More Than One Story?
by Arianna
(MD)
Question: I'm currently working on a manuscript that's pretty good, I think, and I'm very passionate about everything I'm writing in it. However, there's a problem. The other day, I got this fantastic idea for another manuscript I can write that I'm ALSO crazed about. I'm intensely interested in both ideas, but I don't want to give up my first manuscript just to dive into another.
Is there a way i can maybe juggle both of these works at the same time, or am I just going to have to bury my ideas away until I'm finished this piece of work?
Answer: Personally, I find it hard to work on more than one project at a time, probably because it takes a large percentage of my available brain power to get fully immersed in one project. Being immersed in two at once sounds like trying to do two things at the same time. Your train of thought could crash every time you switch projects.
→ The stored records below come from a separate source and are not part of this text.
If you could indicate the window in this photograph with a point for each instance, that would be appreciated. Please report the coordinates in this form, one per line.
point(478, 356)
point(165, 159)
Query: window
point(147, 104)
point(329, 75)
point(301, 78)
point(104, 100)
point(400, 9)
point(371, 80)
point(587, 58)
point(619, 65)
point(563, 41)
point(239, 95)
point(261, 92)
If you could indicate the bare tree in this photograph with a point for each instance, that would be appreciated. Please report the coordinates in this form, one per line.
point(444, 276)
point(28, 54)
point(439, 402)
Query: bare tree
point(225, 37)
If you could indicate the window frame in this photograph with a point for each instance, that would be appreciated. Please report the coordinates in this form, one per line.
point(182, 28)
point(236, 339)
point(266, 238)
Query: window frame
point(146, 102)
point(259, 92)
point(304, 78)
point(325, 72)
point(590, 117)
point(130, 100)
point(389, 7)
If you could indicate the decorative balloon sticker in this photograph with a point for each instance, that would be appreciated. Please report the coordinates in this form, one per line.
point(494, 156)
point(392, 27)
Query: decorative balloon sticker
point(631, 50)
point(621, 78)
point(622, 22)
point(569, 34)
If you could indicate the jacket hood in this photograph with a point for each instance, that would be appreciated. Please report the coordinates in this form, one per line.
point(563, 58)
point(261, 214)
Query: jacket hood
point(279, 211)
(Research has shown that doing more than one thing at a time reduces one's performance on both tasks, while making you feel like you're performing better. It's an illusion. Give it up.)
That said, do not bury your ideas for the next project before writing them down, even just in point form. You can take half an hour to do this without abandoning your
first project.
Some people will spend a week or two on one project, then switch to another, then perhaps a third, then go back to the first etc.
Usually you switch projects like this because you've reached a point on one project where you feel some anxiety or uncertainty and doing something else is a way to avoid tackling the problem with the first project that is causing your anxiety.
This can work because, by the time you return to the first project, your anxiety about it will have had a chance to abate. However, the danger is that you can take forever to finish anything. You can keep jumping from one new project to the next until, a decade from now, you find yourself with a collection of half-finished manuscripts sitting on a hard drive that is now so old no computer can read the files and not even your closest friends believe you're a writer. (That may sound far fetched, but it's not. Seriously. It happens.)
A more effective approach is often to sit with the first project until the anxiety dissipates on its own and the ideas start flowing again. A little deep breathing, stretching, yawning, or even going for a walk can also help the anxiety to retreat.
If your second idea is strong, it will still be strong when your first project is finished.